A musical collaboration
As part of the new initiative, 15 students from Pune, Goa and Kochi will be arriving at the NCPA this month. “This is something we have always been thinking of— taking the experience of the music education offered by the academy beyond the NCPA,” shares Bisengaliev. The children from Kochi are students of Carol George, who worked with the SOI Chamber Orchestra as a musician in residence and now comes to Mumbai to perform during the SOI seasons. The students from Pune are trained by Rama Chobhe, a certified teacher of violin in the Suzuki method. Those arriving from Goa belong to the Child’s Play India Foundation. The students have been selected after multiple rounds of rigorous auditions.
“It’s not every day that you get to share the stage with peers from other schools.
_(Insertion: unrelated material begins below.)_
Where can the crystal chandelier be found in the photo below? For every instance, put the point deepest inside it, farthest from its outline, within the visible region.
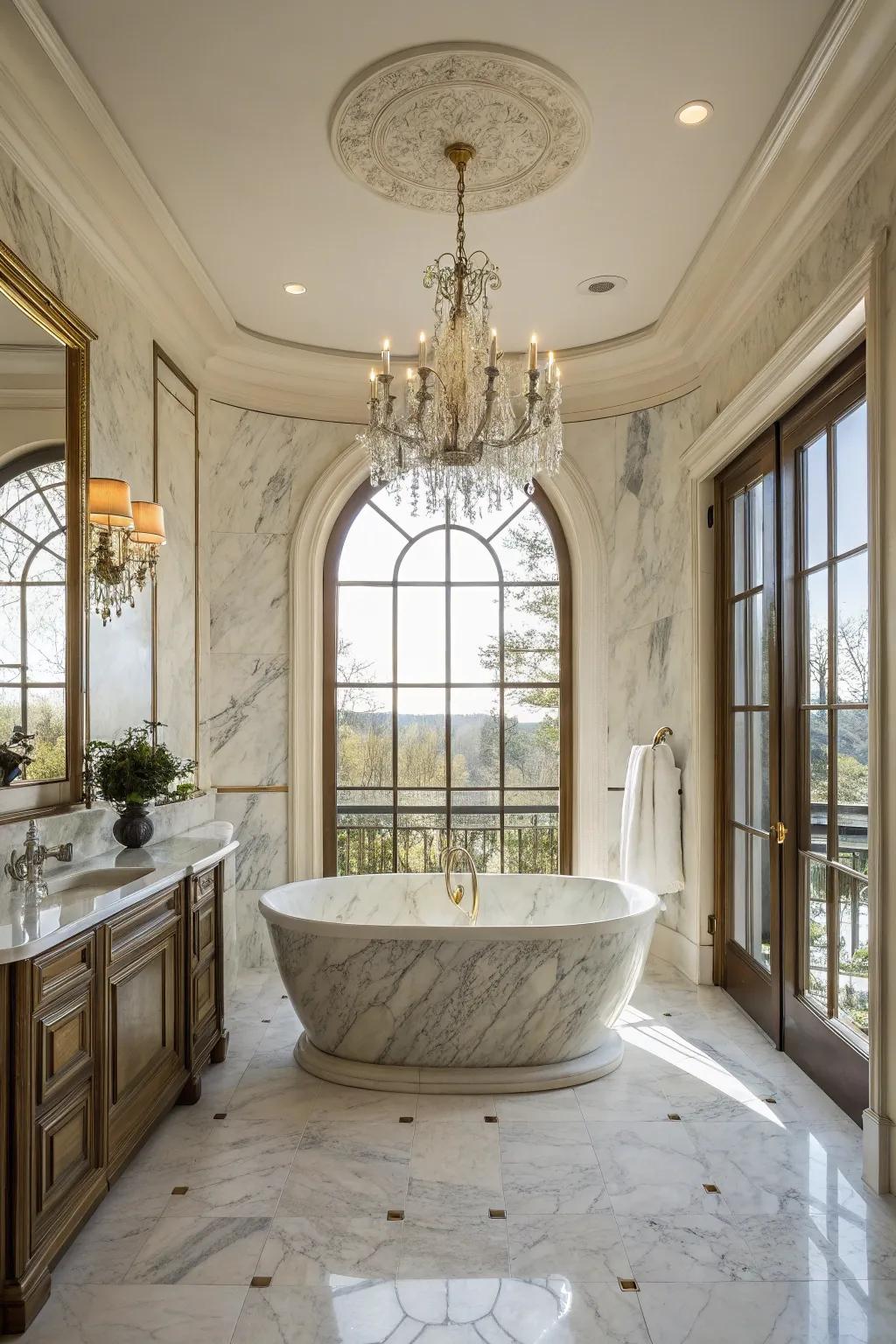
(459, 433)
(125, 539)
I think many students will feel excited about the collaboration, especially as it adds an element of novelty and energy to the experience,” says Margarita Gapparova, cellist and head teacher of the SOI Music Academy. While she feels there is a sense of camaraderie that emerges from being together on a shared platform, she is aware that a few students might feel anxious about working with people they don’t know. “But that’s also part of the fun—learning how to collaborate and make the most of that experience.”
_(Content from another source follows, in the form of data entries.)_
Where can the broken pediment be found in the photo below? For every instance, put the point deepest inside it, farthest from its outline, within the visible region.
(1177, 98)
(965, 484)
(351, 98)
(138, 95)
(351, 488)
The NCPA has an ongoing association with Child’s Play India Foundation in Goa. For the last three years, musicians of the SOI have been conducting an annual music camp for students of the 16-year-old foundation that works towards bringing social empowerment to disadvantaged children through music education. Dr. Luis Dias, Founder and Project Director of the foundation, is excited about the students performing with the SOI Music Academy. “I’m hoping this could be the start of a real solid youth orchestra movement which the SOI can be in the vanguard of and that this will become the first of many more such events and collaborations,” he adds.
A rewarding journey
Out of the three students set to graduate this year, viola player Aliza Jetha has completed the 11-year course at the academy. “Saying bye to the comfort and familiarity of going to the academy is difficult but knowing that I have been given the foundation to pursue what I love the most is a great feeling. I have truly grown up here and I attribute a large chunk of who I am to my experiences at the music school. It has taught me life lessons in commitment, friendship and prioritising,” says the 18-year-old. Currently majoring in music composition and economics at Occidental College, a private liberal arts college in Los Angeles, Jetha recalls that travelling to Abu Dhabi in 2018 to play a concert for the royal family is one of the fondest memories of her time here.
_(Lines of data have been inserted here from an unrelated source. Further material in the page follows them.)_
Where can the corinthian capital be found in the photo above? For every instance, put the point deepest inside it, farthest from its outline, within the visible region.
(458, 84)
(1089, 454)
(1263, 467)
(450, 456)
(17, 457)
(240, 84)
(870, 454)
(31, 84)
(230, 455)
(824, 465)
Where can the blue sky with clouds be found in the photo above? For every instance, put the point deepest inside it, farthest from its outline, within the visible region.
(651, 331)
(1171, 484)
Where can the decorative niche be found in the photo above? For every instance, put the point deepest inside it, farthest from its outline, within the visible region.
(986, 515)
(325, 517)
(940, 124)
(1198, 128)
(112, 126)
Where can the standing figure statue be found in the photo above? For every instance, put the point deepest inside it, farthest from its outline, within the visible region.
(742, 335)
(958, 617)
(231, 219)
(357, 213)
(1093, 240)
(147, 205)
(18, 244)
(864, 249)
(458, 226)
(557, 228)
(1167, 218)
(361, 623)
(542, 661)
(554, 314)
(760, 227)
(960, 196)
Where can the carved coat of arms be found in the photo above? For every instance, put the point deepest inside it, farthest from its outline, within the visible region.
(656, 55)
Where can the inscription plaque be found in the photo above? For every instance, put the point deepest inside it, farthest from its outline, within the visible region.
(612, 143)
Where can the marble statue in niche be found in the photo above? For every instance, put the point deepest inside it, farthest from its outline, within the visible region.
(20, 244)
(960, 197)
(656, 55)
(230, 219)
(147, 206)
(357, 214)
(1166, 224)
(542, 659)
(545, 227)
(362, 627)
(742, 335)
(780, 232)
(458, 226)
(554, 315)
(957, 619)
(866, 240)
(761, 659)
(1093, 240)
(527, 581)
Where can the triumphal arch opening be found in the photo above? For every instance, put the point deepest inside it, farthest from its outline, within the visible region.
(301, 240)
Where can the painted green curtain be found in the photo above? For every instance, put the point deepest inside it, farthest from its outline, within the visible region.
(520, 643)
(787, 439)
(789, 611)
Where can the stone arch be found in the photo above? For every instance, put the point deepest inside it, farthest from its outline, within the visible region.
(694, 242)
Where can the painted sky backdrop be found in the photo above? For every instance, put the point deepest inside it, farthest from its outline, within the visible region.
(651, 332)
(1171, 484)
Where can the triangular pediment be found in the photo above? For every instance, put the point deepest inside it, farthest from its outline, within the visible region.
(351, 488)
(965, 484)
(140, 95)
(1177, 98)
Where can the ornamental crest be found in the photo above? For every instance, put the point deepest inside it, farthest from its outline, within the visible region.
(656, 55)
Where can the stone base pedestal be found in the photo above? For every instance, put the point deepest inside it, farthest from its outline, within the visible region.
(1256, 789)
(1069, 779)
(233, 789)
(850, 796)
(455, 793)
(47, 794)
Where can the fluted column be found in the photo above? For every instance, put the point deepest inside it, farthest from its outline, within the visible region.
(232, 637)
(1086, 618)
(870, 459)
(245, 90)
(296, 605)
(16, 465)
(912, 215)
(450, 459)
As another batch prepares to graduate, Gapparova cannot help but feel “incredibly proud of their accomplishments.” She ends with a heartfelt message to the students, “The world needs your unique voice and vision. Whether you’re performing, composing, teaching or doing something entirely different with your music, your creativity has the power to touch many lives.”
The SOI Music Academy concert will be presented on 13th April at the Jamshed Bhabha Theatre.